Pick a formatHow much does a + add? The Miglia TVMax+ is virtually identical to the TVMax it replaces in almost every way. It looks like the TVMax, which in turn is like a slightly thinner, slotless Mac mini in appearance. It records video on your Mac via USB 2.0 in MPEG1, MPEG2 and MPEG4, just like a TVMax. It has composite and S-video inputs. It also has a TV tuner for viewing analogue television and a remote control for features like changing channel and Teletext. All just like a TVMax.

So what’s the difference? The singular addition seems to be the software that comes with the TVMax+. The TVMax came with Elgato’s EyeTV software, which is without a doubt the best PVR software available for the Mac. However, EyeTV doesn’t record movies in a way that’s useful for anything other than EyeTV, at least not without a laborious export process.

Where the TVMax+’s software comes into its own is in giving you the ability to record video in the native formats of other devices, especially the MPEG4 files needed for video iPods and the Apple TV. No conversion required: just press record and it will convert on the fly.

Compared with EyeTV, Miglia’s TVMax+ software is serviceable, but primitive, ugly and a little buggy. On first launch, you’ll be prompted to use a set up assistant to configure your preferences. These include picking a video input method. Of course, this is also where you have to make a big choice: where to put your TVMax+. Since you need to connect it to a Mac to view and record its output, next to the Mac might be the obvious location. But you still have to connect it to a set-top box or an aerial socket, depending on your input choice, so you’re probably going to have trailing leads of some variety.

If you plan on using the TV tuner, which has pretty good picture quality with a decent aerial, the assistant will scan for channels, each of which you’ll need to label manually. You’ll also have a chance to sign up for a month’s free trial with, which you can use to schedule TVMax+ recordings. This is a bit of a comedown from EyeTV’s bundled one-year subscription and built-in electronic programme guide (EPG), but given the small range of channels available on analogue TV, not crippling.

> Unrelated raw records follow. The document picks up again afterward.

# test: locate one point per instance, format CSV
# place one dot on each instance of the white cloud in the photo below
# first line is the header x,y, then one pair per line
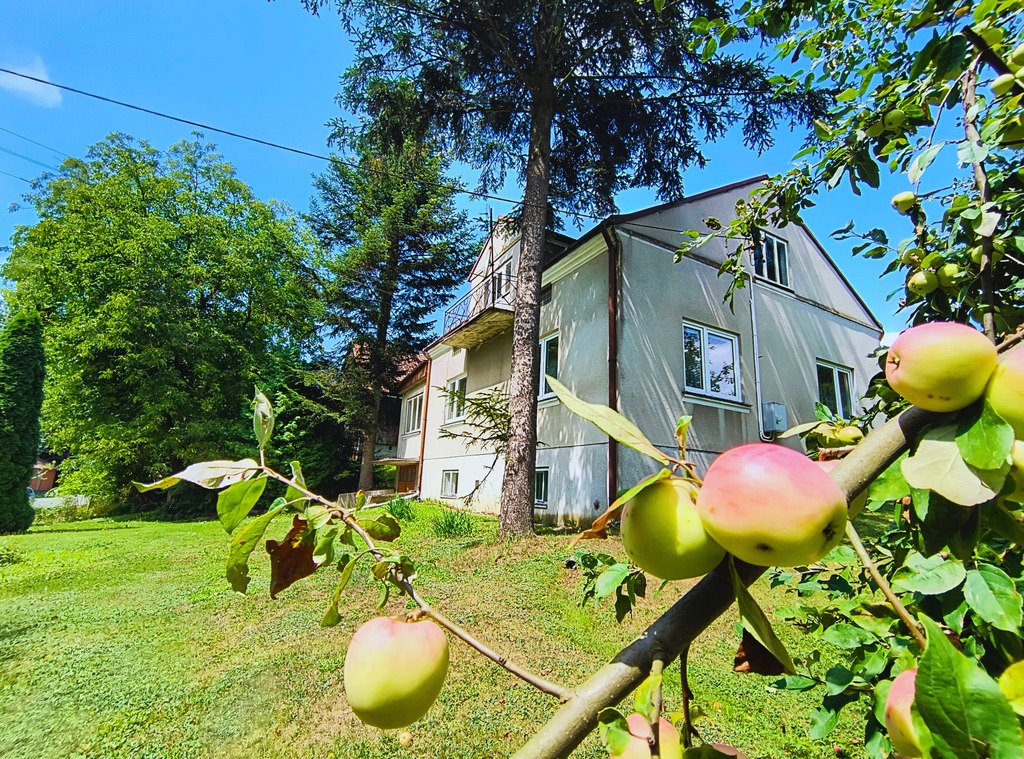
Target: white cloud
x,y
37,92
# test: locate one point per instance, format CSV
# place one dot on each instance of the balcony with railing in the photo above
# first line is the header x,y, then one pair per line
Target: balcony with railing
x,y
482,312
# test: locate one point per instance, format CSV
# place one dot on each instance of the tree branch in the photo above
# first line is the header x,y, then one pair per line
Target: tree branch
x,y
708,600
347,516
884,586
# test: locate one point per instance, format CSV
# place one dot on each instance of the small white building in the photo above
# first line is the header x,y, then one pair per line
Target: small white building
x,y
623,324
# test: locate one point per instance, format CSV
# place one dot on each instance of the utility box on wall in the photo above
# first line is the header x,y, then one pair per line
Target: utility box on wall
x,y
773,419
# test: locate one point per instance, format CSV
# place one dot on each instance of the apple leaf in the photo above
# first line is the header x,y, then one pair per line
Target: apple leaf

Aspect RatioOtherwise, you can grab video from anything that can provide S-video or composite videos signals, whether that’s a Freeview or Sky box or a video or DVD player. The TVMax+ can capture into DVD-friendly MPEG2 video, making it an excellent choice for archiving, particularly since it comes with a basic built-in DVD-authoring package, MovieGate.

Once set up, the TVMax+ software is a little hard to deal with, with most activities menu-driven rather than icon or dialogue driven as with other programs. The scheduling feature is a little clunky if you don’t have a tvtv subscription, since you’ll have to put in times, channels, etc yourself. If you’re recording off an anamorphic source, you’ll have to set the aspect ratio in advance of any recording if you want to capture widescreen content at its proper aspect ratio rather than in “squish-o-vision”. Setting the aspect ratio also seems more geared up for chopping the top and bottom of the picture rather than dealing with proper anamorphic input.

Picture quality for Apple TV and iPod recordings is very good, although falls a little short of the sparkling clarity you might have hoped for, even at the maximum allowed resolution and zero compression, where a 90 minute recording will take up 1.3GB of space.

RecordingsAfter you’ve recorded a video, you then have to use the “Post process movie” function to do anything with it, whether that’s exporting it to iTunes, converting it to DVD or something really advanced like watching it. This has “developer” stamped all over it and will hopefully be stamped out in favour of something more user-friendly in later versions.

If you try to fill in the gaps in the TVMax+ with something like the Elgato EyeTV for DTT stick, be warned: the EyeTV software will recognise your TVMax+ as a TVMax box and try to configure it for use. Unless you have a spare serial number for the EyeTV software, you won’t be able to do this and you’ll find that the EyeTV might get confused about what it’s supposed to be recording from. Also, whichever piece of software you launch first will get priority over the TVMax+ box, preventing the other from using it, so it might be worth your while putting the TVMax+ software into your start-up items in such a situation. The response for our request for help from Elgato’s tech support staff was singularly unhelpful and suggested that there are no plans to resolve this difficulty in the immediate future.

As a way of digitising video without having to convert to another format at a later date, the TVMax+ is a great piece of kit, albeit one whose software needs a couple more iterations before it’s truly ready for primetime. However, the lack of a digital TV tuner and absence of a proper EPG make the TVMax+ decidedly less than Max as a TV.